寒い時には…… 


「〜っさみぃ!!」
なんで、こんな冬島の気候真っ只中に外で不寝番なんかしないといけないんだ。なんかとか言ったけど、不寝番は大切だと思うよ。敵船の発見が遅れたってなったら大惨事だからね。でも、わざわざ外でなくともと思う。しかし男性が防寒していない訳では無い。
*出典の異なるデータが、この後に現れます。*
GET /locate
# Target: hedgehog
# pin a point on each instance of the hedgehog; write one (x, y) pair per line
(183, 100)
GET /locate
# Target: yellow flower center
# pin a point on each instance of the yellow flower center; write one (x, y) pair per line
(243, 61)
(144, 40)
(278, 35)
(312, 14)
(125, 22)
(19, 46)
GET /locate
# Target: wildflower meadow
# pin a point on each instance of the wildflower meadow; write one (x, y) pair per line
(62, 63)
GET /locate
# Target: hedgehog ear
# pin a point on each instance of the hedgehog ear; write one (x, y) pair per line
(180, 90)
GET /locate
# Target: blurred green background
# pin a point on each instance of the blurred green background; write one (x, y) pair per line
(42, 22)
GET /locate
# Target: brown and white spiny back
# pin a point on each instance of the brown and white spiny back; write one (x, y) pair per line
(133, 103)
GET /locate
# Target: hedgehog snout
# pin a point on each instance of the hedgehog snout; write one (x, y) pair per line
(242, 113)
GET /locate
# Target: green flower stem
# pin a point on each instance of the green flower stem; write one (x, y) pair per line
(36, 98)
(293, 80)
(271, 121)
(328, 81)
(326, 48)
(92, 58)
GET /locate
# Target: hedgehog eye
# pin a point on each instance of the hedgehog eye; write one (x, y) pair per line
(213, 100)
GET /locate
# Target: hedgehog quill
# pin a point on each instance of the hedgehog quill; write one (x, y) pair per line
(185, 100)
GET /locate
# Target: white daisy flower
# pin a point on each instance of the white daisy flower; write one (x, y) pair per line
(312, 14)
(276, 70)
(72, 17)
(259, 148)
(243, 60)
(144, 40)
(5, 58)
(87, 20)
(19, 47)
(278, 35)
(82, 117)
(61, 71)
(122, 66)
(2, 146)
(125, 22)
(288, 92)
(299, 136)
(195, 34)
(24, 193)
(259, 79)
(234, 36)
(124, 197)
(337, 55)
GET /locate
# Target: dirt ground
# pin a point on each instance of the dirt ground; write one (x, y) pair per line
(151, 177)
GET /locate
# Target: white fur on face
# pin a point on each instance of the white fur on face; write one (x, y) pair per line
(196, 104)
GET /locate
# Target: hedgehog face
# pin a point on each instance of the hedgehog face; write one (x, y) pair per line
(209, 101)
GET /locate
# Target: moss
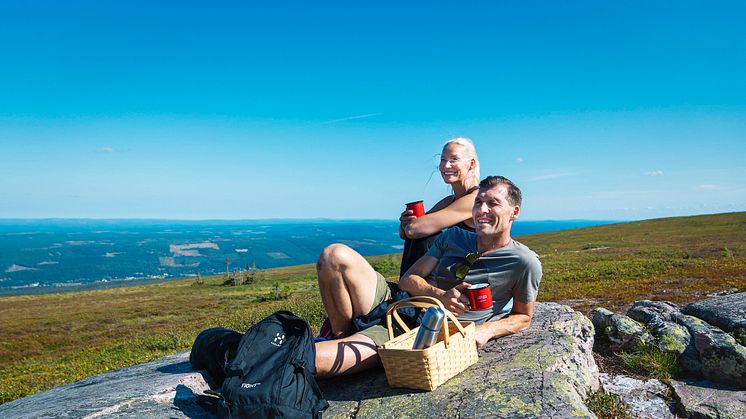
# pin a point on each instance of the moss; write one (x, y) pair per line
(510, 403)
(672, 340)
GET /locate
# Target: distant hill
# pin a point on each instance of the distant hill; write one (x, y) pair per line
(79, 334)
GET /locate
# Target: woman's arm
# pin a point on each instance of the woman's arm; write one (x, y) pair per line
(442, 215)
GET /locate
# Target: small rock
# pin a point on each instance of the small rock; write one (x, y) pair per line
(646, 399)
(645, 310)
(670, 337)
(727, 312)
(723, 360)
(624, 333)
(702, 399)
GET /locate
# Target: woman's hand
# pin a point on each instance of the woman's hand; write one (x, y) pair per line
(455, 300)
(405, 218)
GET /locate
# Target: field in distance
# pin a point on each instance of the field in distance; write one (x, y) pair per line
(49, 340)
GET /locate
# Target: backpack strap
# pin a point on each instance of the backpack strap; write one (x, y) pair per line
(300, 365)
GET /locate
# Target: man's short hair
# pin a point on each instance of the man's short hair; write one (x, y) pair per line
(514, 194)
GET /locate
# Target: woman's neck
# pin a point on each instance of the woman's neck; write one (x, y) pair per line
(460, 188)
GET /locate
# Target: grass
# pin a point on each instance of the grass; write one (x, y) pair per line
(55, 339)
(607, 406)
(651, 362)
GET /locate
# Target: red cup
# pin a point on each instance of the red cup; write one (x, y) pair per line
(480, 296)
(417, 207)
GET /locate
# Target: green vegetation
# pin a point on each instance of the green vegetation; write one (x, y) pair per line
(54, 339)
(651, 362)
(607, 406)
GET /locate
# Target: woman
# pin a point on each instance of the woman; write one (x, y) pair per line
(353, 293)
(459, 168)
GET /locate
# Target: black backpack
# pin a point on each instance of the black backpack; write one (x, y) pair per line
(212, 350)
(272, 374)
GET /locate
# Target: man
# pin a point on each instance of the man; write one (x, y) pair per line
(351, 288)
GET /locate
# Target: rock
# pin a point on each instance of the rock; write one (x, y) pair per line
(702, 399)
(670, 337)
(163, 388)
(645, 398)
(545, 371)
(646, 311)
(727, 312)
(723, 360)
(624, 333)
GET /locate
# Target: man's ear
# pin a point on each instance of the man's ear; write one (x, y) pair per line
(516, 211)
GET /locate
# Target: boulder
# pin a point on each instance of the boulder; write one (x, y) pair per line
(647, 399)
(545, 371)
(723, 360)
(727, 312)
(703, 399)
(163, 388)
(669, 336)
(624, 333)
(646, 311)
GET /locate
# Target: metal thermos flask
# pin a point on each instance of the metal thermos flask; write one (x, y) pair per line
(432, 321)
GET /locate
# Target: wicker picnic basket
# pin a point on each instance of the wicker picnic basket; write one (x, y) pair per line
(426, 369)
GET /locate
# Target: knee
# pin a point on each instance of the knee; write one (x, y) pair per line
(335, 256)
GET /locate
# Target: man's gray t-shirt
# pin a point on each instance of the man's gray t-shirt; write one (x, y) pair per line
(513, 271)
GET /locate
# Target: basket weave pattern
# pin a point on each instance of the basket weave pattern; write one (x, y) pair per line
(428, 368)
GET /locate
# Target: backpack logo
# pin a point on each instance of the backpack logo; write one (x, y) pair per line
(279, 340)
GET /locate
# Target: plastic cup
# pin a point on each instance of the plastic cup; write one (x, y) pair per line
(480, 296)
(417, 207)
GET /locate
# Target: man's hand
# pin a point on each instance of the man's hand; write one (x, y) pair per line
(483, 334)
(455, 300)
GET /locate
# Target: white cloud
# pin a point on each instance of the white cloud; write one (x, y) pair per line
(549, 176)
(349, 118)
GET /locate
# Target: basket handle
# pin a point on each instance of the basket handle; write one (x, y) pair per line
(421, 301)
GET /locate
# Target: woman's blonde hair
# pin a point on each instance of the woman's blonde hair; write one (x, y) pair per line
(469, 152)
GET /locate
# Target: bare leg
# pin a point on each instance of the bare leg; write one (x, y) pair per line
(344, 356)
(347, 284)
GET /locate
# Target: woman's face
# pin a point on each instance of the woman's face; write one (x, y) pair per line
(454, 166)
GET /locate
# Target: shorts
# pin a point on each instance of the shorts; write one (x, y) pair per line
(379, 334)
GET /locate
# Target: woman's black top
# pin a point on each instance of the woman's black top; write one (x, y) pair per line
(416, 248)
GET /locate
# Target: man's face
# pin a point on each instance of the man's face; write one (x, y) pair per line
(492, 212)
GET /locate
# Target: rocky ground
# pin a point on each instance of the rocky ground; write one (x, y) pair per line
(546, 371)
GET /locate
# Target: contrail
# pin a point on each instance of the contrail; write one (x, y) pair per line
(367, 115)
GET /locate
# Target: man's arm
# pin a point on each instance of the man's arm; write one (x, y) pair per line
(414, 282)
(519, 319)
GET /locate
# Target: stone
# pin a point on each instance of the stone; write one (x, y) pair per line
(703, 399)
(646, 311)
(670, 337)
(624, 333)
(723, 359)
(546, 371)
(727, 312)
(167, 387)
(645, 398)
(543, 372)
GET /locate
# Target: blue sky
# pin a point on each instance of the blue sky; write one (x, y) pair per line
(211, 110)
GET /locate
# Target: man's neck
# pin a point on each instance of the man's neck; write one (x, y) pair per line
(489, 243)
むしろ南の海出身なため人一倍防寒しているのだが、それでも足りないらしい。

グチグチと文句を言っていると、船内へ続く扉が開く音がした為目線をそちらへやる。
「男性!さみぃだろ!ほら!」
「シャチ!!」
そこへ来たのは同じクルーのシャチで、手にはコーヒーだろうか、湯気の出ているマグカップを持っている。シャチは見張り台まで登ってくると男性にマグカップを渡し、隣に腰掛けた。
「うわー、シャチまじ神。寒過ぎて死ぬかと思ってたもん。」
「男性お前寒いのよえーからな。」
本当は酒にしようかと思ってたんだけど、と続く言葉に素直に遠慮する。男性自身アルコールに弱いわけではない、むしろ強い部類に入るが、仕事中に酒を飲む訳にはいかない。シャチもそれを分かっているためコーヒーを持ってきたのだ。
「あ、シャチ。神ついでにもう1枚毛布持ってきてくんない?」
「神ついでって何だよ。まあ良いけど。」
そう言うと、シャチは再び船内へと戻って行った。


シャチが船内へ戻り随分時間が経った。湯気が昇っていたコーヒーも冷めてしまっている。
「シャチ、遅っせーな……コーヒー冷めちゃったし。」
神から降格だ。そう思って冷めたコーヒーを飲み干していると扉が開く音がした。
「シャチ!遅いんだけど!俺凍えちゃ、う……船長ぉ!」
待ち人が来た。そう思い下を覗くと、そこに居たのはキャスケット帽を被ったシャチではなく、モコモコの白い帽子を被った船長のローだった。しかも何故か毛布を腕に抱えている。
「船長!どうしたんですか?」
そう声を掛けると、青いドームが広がり手に持っていたマグカップが消え、代わりにローが腕の中に居た。
「シャチが男性が毛布を欲しがっているって言ってたからな、持って来た。」
「持って来たって……、」
そのままシャチに持ってこさせれば良かったのではないか。と思っていると男性と自身に毛布を被せながらローが眉間に皺を寄せる。
「なんだ、俺じゃ不満だったのか。」
「そんな!不満な訳ないじゃないですか!寧ろ、大満足ですよ!……てか、船長戻らないんですか?」
男性の股の間に座り、抱え込まれる様にして男性ごと毛布に包まるロー。
「人肌があった方が暖まるんだ。」
知らねーのか?さも当然という様に言ってくるローに男性は言う。
「暖かいから何でもいーんすけど、俺不寝番ですよ?」
「知ってる。朝まで二人きりだな。」
「寝ないと、またペンギンに小言言われますよ?」
「勝手に言わせておけばいい。」
ふん、とローは鼻を鳴らすが、きっと男性も無理矢理にでも帰らせなかったと、防寒帽を目深に被った同僚に怒られるのだろうと溜め息を吐く。
「はあ……一緒に怒られましょうね。」
男性はそう言ってローを抱き締める。
「なっ、おい、男性!」
「ロー、俺寒いんだ。」
暖めに来てくれたんでしょ?と赤くなった耳元に囁くと、口篭るロー。くくく、と喉で笑いその暖かさを堪能する。

日が昇り、いつの間にか眠っていたローを起こさないように器用に抱え、次に来たクルーと見張りを交代する。途中、ペンギンと擦れ違うが、ローが寝ていると人差し指を立てれば、小言を言おうとした口は引き結ばれる。欠伸を噛み殺しながら、勝手知ったる船長室へ足を踏み入れ、静かにローをベッドに降ろすと、男性もその横へ入りローを抱き抱える。そのまま目を閉じて夢の中へと旅立って行った。







悠莉様、お待たせしました。
甘々、ということで。甘々でしょうか?これは甘々なのか?と思いながら書いておりました。シャチと絡ませたくって勝手にシャチ出してしまいましたけど良かったですかね?
気に入って頂ければ幸いです。
今回はリクエスト企画に応募して頂きありがとうございました。